LOGGERHEAD ONTOGENETIC SHIFTS AND GROWTH DYNAMICS
Ontogenetic niche theory predicts that as organisms grow they make size-specific changes in habitat use and diet to optimize growth and survival. An understanding of the variation in timing of habitat shifts and fidelity to those habitats is critical for population dynamics modeling and evaluation of conservation strategies, especially for species whose population vital rates are sensitive to changes in growth and survival of critical life stages, such as loggerhead sea turtles. For this study, we sequentially analyzed the annual humerus bone growth increments of 84 juvenile loggerhead sea turtles for stable isotopes (δ13C, δ15N) to reconstruct the diet and habitat use histories of turtles, characterize intrapopulation variation in resource use, and evaluate the somatic growth dynamics surrounding an oceanic-to-neritic ontogenetic shift.
In short, we were able to demonstrate that sequential isotopic sampling of sea turtle bone samples can elucidate alternate life history patterns in juvenile Northwest Atlantic loggerhead sea turtles, and can be used to generate estimates of size and age of transition between oceanic and neritic habitats. In addition, we demonstrated that, in general, there is a spike in growth around the time of this transition, but that this spike sometimes occurs in years before turtles transition between habitats.
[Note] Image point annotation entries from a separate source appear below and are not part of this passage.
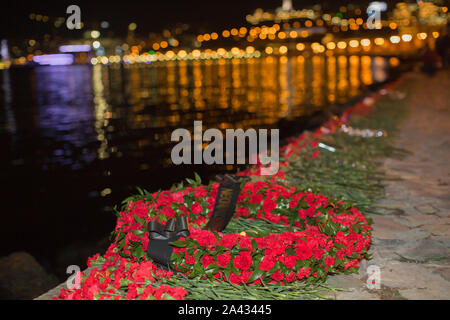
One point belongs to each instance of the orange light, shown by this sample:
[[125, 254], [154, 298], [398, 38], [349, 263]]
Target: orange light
[[300, 46]]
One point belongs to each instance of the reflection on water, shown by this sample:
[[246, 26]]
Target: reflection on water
[[79, 138]]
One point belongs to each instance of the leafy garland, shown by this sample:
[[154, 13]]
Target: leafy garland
[[320, 236]]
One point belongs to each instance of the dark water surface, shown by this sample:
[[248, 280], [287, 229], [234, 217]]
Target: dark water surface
[[76, 140]]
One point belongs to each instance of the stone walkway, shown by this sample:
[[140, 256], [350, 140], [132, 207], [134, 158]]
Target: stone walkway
[[411, 240]]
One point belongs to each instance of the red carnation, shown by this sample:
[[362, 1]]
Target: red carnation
[[291, 277], [196, 208], [290, 261], [243, 261], [207, 260], [200, 192], [242, 211], [269, 205], [329, 261], [223, 259], [277, 276], [267, 263], [229, 240]]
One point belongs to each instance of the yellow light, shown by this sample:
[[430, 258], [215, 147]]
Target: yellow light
[[243, 30], [282, 35], [379, 41], [342, 45], [95, 34], [353, 43], [331, 45], [170, 54], [395, 39], [365, 42], [406, 37], [300, 46], [250, 49], [422, 36], [394, 62], [235, 51], [393, 25]]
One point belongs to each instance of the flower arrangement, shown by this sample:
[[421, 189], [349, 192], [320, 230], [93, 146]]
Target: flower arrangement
[[319, 236]]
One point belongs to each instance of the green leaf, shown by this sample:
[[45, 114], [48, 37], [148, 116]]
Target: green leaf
[[179, 244]]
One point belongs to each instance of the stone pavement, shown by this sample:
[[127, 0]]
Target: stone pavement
[[411, 240]]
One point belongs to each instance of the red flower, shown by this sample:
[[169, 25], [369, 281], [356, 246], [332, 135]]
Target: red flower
[[243, 261], [303, 252], [223, 259], [329, 261], [229, 240], [277, 276], [200, 192], [243, 211], [269, 205], [206, 238], [303, 272], [207, 260], [291, 277], [189, 259], [317, 253], [267, 263], [196, 208], [290, 261]]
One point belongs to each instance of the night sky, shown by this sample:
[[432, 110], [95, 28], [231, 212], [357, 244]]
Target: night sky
[[151, 16]]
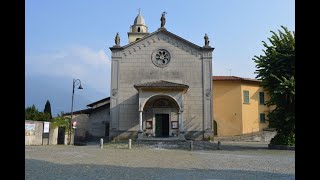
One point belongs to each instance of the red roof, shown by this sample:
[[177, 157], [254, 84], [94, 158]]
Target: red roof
[[233, 78]]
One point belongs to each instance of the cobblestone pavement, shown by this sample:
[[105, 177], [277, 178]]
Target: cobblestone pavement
[[234, 161]]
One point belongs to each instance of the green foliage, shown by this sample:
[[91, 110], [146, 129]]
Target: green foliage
[[47, 108], [32, 113], [284, 139], [61, 121], [276, 70], [210, 138]]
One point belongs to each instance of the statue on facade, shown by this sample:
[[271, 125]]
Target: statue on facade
[[206, 40], [163, 19], [117, 40]]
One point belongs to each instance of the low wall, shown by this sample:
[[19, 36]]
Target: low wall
[[34, 134]]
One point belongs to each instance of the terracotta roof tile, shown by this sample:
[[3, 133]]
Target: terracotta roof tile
[[233, 78]]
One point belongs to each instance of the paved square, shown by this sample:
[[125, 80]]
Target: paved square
[[234, 161]]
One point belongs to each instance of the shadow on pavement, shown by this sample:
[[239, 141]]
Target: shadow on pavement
[[37, 169]]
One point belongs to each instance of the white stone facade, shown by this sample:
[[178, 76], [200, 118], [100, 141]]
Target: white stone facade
[[189, 64]]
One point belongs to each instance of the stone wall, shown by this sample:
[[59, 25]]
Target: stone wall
[[188, 65], [97, 121], [34, 134]]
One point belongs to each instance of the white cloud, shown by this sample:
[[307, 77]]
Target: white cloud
[[93, 67]]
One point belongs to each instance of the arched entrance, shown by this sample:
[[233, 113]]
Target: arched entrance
[[161, 116]]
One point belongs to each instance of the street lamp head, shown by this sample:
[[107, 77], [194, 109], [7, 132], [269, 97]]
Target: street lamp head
[[80, 87]]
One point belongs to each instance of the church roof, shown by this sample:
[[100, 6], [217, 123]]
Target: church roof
[[165, 31], [161, 84], [105, 100]]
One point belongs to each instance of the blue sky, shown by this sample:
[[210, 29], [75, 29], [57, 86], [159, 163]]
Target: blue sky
[[71, 39]]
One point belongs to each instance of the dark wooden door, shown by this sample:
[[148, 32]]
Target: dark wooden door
[[162, 125], [61, 135]]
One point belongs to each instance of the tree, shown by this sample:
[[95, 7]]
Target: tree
[[276, 70], [32, 113], [61, 121], [47, 109]]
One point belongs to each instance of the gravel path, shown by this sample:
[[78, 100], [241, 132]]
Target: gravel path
[[234, 161]]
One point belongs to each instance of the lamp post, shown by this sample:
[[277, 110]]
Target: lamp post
[[76, 82]]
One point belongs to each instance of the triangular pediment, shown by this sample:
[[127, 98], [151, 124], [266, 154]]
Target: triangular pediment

This counters what is predicted by ontogenetic niche theory and suggests other factors may more strongly influence sea turtle growth rates. Lastly, we observed similarities in mean size at transition, size-at-age relationships, and mean growth increment-specific growth rates between turtles exhibiting alternative life history patterns, which suggests it is unlikely that alternative life history patterns in this species affect time to sexual maturity in this species.
The primary collaborators for this project included: Selina Heppell (OSU), Larisa Avens (NOAA SEFSC, Beaufort Lab), Jeffrey Seminoff (NOAA SWFSC), and Lisa Goshe (NOAA SEFSC, Beaufort Lab).